Russell Saltzman has an article up over at First Things where he examines the dreaded dreadful children’s sermon, pharm and how most of them are merely moralistic exhortations.

But object lessons are easy, view too easy. They are almost always “law, site ” an important distinction from “gospel” for a Lutheran guy like me. They end with exhortations to be better, do better, practice hard and study well and keep their rooms clean, and get along with other people. Take this one from a real children’s sermon: “And I want you to remember not to fight with one another, not to be ugly, and to do as God asks.” Tell you what. Tell the adults first. Maybe if they get the hang of it, it’ll have a better chance of filtering down.

So how does a pastor do a children’s sermon well? My favourite piece of advice from the article:

If a pastor isn’t good talking with kids, and some aren’t, don’t talk. Show them things in the church instead. These are the only objects fit for use. I invite children to come and watch every baptism and I’ll pick a kid to be my book stand. I explain what baptism is, what is happening and why, and show them how to make the sign of the cross so they can remember their baptism every morning and evening like Martin Luther said to do in his catechism.

Read the whole thing here.

  • At the church in which I grew up, we had “Stump the Pastor.” I’ve forgotten how frequent it was, but the idea was that a random kid got a box (with question marks painted on it) to take home. The kid was supposed to bring the box with some object inside it, and the pastor would gather the children at the front of the sanctuary, open the box, and improv a lesson from the object.

    Maybe this is what happens when you force pastors to think on their feet, but somehow the lesson almost always ended up being some variant of “Jesus Loves Me, This I Know.” Put a roll of duct tape in the box? “Duct tape is sticky, and our sins are sticky too, no matter what we do they don’t come off, which is why Jesus died on the cross for our sins, because he loves us very much.” Put a comic book in the box? “Superheroes can do amazing things. Jesus did amazing things too. He loves us so much that he died on the cross for our sins, and then rose three days later.” Put a tea-cosy in the box? “Tea cosies keep teapots warm. Our hearts need to be kept warm too. They can grow cold without the love of Jesus. You know how much Jesus loves us? He died on the cross for our sins.”

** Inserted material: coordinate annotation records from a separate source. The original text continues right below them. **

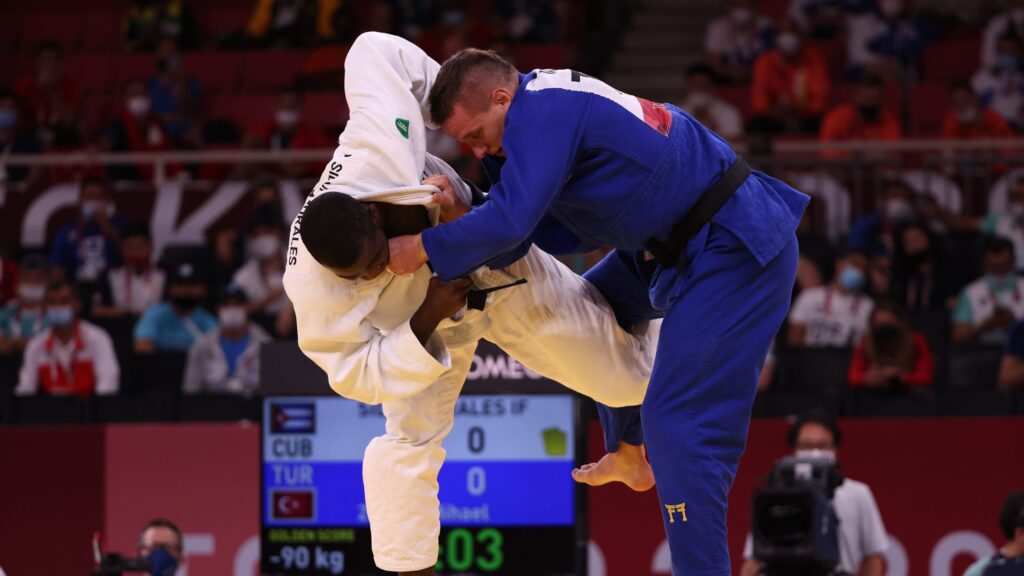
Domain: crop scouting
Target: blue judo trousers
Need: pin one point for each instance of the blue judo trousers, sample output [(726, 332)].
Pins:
[(587, 165)]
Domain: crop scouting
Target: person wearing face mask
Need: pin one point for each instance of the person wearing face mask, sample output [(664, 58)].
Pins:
[(226, 360), (1000, 85), (72, 357), (862, 536), (891, 356), (733, 41), (25, 317), (710, 110), (175, 324), (968, 119), (834, 316), (887, 41), (135, 128), (83, 250), (863, 119), (53, 104), (987, 307), (920, 277), (1008, 23), (132, 288), (14, 141), (791, 82)]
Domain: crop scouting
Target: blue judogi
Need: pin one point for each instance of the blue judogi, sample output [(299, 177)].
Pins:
[(587, 165)]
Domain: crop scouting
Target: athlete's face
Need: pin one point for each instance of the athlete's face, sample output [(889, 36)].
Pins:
[(481, 130)]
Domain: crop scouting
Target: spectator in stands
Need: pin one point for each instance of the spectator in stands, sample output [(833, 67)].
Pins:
[(834, 316), (987, 307), (825, 18), (84, 249), (1009, 560), (1000, 85), (262, 275), (734, 40), (886, 41), (135, 128), (14, 140), (162, 544), (875, 234), (702, 104), (148, 23), (865, 118), (175, 324), (1008, 23), (8, 279), (970, 120), (920, 280), (132, 288), (72, 357), (175, 97), (226, 360), (891, 356), (817, 255), (1012, 367), (25, 317), (791, 83), (862, 536), (282, 24), (52, 103)]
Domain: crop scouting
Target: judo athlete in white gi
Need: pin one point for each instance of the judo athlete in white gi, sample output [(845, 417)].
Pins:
[(360, 329)]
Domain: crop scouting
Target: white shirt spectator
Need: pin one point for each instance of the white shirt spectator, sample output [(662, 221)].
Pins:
[(861, 532), (135, 292), (718, 115), (84, 365), (738, 45), (1003, 91), (995, 29), (834, 319), (207, 368), (257, 285)]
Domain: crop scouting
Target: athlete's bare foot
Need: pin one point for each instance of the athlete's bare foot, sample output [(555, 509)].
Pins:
[(628, 465)]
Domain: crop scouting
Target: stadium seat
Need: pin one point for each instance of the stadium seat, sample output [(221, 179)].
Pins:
[(101, 31), (216, 72), (973, 368), (160, 374), (216, 408), (270, 70), (902, 404), (929, 104), (61, 28), (976, 403), (48, 410), (947, 62), (128, 409)]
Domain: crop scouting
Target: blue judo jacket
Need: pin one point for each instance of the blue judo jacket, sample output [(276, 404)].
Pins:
[(587, 165)]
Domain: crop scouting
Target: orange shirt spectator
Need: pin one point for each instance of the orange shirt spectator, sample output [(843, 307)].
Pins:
[(800, 83)]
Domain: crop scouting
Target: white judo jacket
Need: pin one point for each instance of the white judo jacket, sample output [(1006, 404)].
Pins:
[(358, 331)]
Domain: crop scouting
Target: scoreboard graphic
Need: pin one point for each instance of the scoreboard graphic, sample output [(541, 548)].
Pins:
[(508, 503)]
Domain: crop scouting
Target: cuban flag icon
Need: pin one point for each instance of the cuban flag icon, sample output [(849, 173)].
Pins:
[(293, 417)]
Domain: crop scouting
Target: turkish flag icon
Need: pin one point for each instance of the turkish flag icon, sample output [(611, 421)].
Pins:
[(292, 504)]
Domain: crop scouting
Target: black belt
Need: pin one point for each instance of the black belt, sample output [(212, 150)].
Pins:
[(672, 252)]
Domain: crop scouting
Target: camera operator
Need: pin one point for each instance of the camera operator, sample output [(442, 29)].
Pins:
[(862, 537), (161, 543), (1009, 560)]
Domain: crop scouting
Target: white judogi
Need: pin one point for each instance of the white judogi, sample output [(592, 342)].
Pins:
[(358, 332)]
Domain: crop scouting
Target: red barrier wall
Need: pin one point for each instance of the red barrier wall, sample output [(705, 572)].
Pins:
[(939, 485)]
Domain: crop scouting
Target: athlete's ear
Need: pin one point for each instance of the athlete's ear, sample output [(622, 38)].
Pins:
[(501, 96)]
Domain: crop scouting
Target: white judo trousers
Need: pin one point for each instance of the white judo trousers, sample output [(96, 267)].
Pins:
[(358, 331)]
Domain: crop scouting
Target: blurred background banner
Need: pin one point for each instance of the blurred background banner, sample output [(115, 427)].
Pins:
[(938, 483)]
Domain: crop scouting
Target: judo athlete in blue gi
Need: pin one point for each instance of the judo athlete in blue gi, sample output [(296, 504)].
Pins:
[(698, 240)]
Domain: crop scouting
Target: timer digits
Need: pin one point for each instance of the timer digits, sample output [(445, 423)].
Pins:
[(462, 549)]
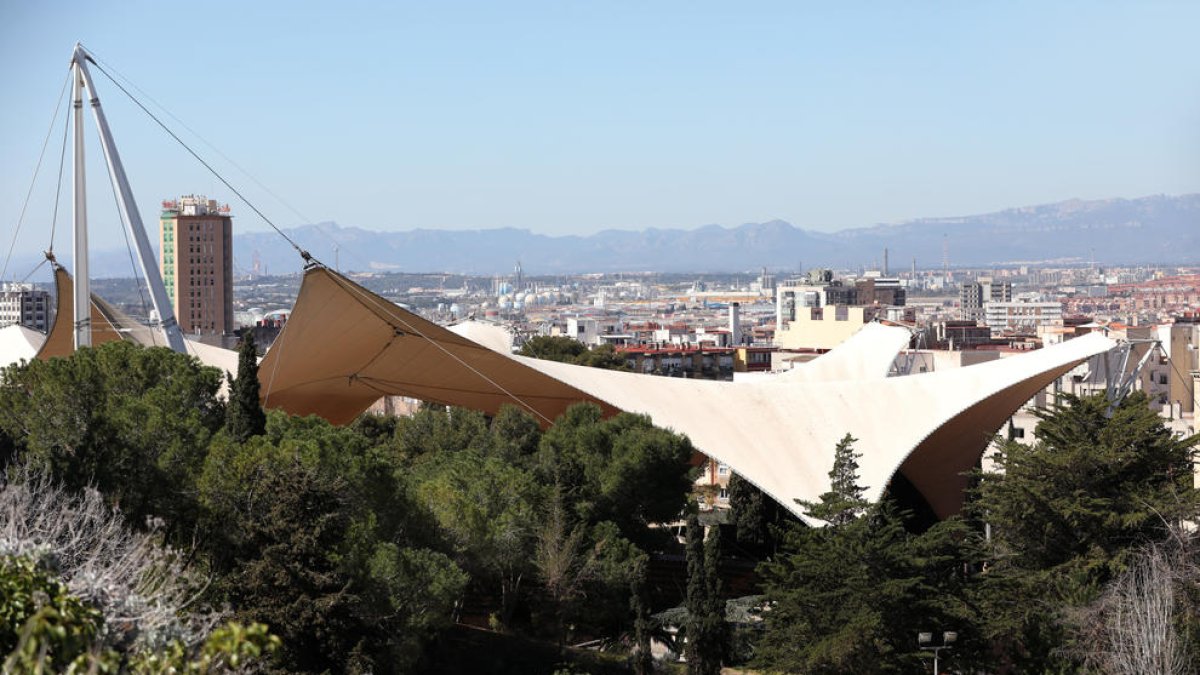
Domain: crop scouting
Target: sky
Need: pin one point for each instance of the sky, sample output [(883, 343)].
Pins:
[(574, 117)]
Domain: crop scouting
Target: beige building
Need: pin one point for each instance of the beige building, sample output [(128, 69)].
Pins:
[(822, 328), (196, 239)]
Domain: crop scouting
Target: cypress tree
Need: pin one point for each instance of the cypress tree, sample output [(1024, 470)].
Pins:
[(244, 416), (643, 661), (706, 610), (696, 601)]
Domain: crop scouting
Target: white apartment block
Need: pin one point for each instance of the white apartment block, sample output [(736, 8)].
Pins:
[(23, 304)]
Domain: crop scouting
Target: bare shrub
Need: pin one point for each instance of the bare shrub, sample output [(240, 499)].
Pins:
[(141, 586), (1133, 627)]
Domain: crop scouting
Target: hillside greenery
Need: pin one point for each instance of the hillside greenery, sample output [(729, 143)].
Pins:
[(235, 541)]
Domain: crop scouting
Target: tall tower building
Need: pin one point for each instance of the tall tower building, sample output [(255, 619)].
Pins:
[(197, 263)]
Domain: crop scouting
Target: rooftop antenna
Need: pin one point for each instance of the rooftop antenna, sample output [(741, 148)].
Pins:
[(946, 258), (127, 208)]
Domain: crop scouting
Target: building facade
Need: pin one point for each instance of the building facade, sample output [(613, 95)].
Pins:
[(973, 296), (196, 239), (24, 305)]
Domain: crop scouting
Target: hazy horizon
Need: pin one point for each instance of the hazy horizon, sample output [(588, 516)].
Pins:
[(577, 118)]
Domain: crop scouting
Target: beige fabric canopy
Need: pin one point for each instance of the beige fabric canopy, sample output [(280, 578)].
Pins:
[(60, 340), (109, 323), (343, 347)]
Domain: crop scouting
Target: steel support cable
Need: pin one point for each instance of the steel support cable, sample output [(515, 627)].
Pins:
[(58, 189), (387, 310), (133, 268), (33, 181), (304, 254), (226, 157)]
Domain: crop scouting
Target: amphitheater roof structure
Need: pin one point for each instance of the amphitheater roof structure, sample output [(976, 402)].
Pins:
[(345, 347)]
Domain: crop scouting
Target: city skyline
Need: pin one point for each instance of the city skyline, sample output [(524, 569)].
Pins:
[(570, 119)]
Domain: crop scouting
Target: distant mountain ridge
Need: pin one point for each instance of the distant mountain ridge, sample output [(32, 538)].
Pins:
[(1149, 230)]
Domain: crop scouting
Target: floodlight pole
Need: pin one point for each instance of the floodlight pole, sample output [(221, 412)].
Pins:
[(126, 205), (924, 640)]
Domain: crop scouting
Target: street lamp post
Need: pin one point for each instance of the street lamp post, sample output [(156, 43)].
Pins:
[(925, 641)]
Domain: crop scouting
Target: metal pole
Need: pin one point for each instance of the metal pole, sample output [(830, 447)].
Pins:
[(130, 214), (82, 287)]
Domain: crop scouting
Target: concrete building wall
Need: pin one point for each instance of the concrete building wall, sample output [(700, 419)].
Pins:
[(196, 244), (822, 328)]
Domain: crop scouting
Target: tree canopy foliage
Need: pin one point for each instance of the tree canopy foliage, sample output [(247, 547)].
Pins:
[(1067, 518), (355, 545), (568, 350)]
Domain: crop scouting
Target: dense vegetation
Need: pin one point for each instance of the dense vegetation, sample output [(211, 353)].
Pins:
[(223, 538), (1069, 519), (358, 547)]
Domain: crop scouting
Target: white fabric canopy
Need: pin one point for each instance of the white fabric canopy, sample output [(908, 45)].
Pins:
[(343, 347)]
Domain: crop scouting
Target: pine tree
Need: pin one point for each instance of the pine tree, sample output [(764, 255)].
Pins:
[(244, 416), (844, 502)]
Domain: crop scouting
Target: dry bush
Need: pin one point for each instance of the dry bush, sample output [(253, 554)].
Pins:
[(142, 587), (1133, 628)]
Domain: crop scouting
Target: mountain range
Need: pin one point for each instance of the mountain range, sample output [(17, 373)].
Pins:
[(1149, 230)]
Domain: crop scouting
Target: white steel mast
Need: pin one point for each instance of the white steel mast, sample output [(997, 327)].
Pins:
[(82, 287), (126, 205)]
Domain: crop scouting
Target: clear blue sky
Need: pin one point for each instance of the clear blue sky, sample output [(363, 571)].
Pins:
[(573, 117)]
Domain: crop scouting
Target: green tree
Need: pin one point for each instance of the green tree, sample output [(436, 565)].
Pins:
[(133, 422), (756, 517), (844, 501), (568, 350), (707, 631), (622, 470), (489, 509), (640, 605), (244, 413), (851, 596), (1069, 512), (317, 526)]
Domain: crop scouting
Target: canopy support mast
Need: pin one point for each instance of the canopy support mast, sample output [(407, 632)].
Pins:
[(126, 205), (82, 287)]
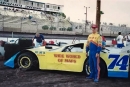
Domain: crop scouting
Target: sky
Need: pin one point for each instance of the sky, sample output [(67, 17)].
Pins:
[(115, 11)]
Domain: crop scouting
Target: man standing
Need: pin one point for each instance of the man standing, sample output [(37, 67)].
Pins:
[(39, 39), (127, 39), (94, 46), (119, 40), (103, 41)]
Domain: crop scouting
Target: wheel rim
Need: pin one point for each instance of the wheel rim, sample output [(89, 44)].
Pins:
[(25, 62)]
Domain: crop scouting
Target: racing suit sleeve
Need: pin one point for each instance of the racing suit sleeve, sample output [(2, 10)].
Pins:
[(99, 42), (87, 45)]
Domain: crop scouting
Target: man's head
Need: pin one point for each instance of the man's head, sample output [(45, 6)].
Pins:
[(37, 34), (94, 28), (119, 33)]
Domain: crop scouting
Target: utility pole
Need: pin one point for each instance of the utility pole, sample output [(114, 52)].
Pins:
[(86, 22), (98, 15)]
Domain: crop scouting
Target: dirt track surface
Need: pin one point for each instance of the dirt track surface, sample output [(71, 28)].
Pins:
[(18, 78)]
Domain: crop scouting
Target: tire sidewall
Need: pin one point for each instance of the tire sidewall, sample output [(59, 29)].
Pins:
[(102, 68), (25, 55)]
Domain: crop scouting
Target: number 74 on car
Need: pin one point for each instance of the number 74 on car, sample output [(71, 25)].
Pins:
[(72, 58)]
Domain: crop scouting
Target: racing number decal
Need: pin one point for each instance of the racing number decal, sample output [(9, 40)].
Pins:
[(122, 62)]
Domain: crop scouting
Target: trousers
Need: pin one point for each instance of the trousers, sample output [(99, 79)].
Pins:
[(94, 65)]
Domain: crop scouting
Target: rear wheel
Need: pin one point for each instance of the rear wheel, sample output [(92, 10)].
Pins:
[(26, 61), (103, 68)]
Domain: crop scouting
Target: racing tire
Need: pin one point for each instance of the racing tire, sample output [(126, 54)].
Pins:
[(103, 68), (27, 61)]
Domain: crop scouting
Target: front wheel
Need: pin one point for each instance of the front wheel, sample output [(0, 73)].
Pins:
[(26, 61), (103, 68)]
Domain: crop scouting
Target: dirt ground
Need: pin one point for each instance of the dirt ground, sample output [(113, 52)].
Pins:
[(37, 78)]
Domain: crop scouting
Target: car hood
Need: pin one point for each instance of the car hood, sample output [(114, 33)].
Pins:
[(42, 48)]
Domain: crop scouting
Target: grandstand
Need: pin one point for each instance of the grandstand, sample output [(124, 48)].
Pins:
[(30, 17)]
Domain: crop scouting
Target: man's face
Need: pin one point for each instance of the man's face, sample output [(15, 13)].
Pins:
[(94, 30)]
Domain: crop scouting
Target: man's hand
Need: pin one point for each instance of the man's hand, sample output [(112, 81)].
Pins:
[(97, 55)]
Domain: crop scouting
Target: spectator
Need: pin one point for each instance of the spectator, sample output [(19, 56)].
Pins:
[(39, 39), (119, 40)]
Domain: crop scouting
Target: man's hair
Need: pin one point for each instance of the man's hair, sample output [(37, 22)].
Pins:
[(119, 33)]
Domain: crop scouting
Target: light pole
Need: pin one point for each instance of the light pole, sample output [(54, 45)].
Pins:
[(86, 22), (98, 15)]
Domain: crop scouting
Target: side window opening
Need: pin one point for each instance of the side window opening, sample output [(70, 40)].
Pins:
[(74, 48)]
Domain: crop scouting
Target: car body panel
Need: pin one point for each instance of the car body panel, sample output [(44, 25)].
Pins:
[(116, 61), (11, 61)]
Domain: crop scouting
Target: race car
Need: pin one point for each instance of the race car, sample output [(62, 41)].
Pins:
[(114, 62)]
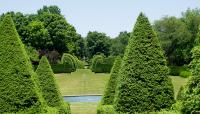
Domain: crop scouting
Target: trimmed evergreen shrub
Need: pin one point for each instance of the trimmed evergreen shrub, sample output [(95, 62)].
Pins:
[(107, 64), (18, 91), (144, 84), (185, 74), (79, 64), (69, 61), (180, 94), (191, 93), (108, 97), (50, 91)]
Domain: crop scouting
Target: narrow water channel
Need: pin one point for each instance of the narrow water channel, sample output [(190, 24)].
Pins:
[(85, 98)]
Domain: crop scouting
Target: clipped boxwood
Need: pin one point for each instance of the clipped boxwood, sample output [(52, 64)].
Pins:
[(69, 61), (108, 64), (50, 91), (109, 94), (144, 84), (18, 90), (185, 74), (79, 64)]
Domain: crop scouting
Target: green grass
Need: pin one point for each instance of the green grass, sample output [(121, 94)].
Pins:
[(85, 82), (82, 82), (83, 108)]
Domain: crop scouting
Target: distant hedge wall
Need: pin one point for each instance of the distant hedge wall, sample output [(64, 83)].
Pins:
[(100, 64), (69, 62)]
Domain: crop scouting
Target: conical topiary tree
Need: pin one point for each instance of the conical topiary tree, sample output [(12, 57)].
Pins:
[(18, 91), (190, 95), (50, 91), (109, 93), (144, 83)]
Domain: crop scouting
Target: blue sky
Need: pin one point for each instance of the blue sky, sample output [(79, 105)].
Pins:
[(108, 16)]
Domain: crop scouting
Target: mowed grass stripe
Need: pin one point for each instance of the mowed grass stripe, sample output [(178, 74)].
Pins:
[(85, 82)]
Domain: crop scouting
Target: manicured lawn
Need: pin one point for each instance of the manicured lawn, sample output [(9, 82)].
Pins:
[(83, 108), (84, 82)]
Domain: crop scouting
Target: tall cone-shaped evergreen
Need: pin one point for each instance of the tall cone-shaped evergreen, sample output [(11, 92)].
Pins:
[(109, 93), (18, 91), (50, 91), (144, 83)]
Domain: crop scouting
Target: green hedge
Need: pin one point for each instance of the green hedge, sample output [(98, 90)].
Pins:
[(69, 61), (105, 109), (100, 64)]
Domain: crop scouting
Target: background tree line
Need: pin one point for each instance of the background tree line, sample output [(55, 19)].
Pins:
[(50, 34)]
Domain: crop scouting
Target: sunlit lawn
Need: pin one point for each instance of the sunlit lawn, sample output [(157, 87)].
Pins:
[(84, 82)]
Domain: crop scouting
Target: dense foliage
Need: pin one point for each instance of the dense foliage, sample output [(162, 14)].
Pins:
[(101, 64), (50, 91), (32, 53), (177, 36), (175, 40), (69, 62), (119, 44), (109, 94), (144, 83), (18, 90), (97, 43), (190, 95)]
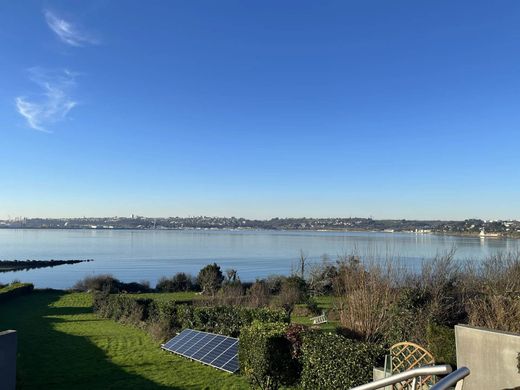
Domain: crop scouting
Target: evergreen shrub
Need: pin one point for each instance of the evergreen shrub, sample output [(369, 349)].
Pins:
[(265, 355), (14, 290), (330, 361)]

    • I think this is what I appreciate about the church we’re going to now. Instead of a children’s sermon, the children come forward, the pastor prays for them and send them on their way to Godly Play.

  • That guy does not know what he is talking when it comes to children’s sermons.

    He obviously has never seen me give one.

    • So how do you give children’s sermons?

      • Correction:

        How DID I give children’s sermons?

        Well, I actually used a variety of ways, I did it through story (narrative approach), and mixed it up sometimes with song or image, as well as object lesson and/or moral exhortation. Nothing wrong with “Law” otherwise you are just promoting cheap grace that does not require responsibility.

  • I taught a kid’s sunday school class ONCE (and never again). That was tough. I can’t imagine doing a children’s sermon.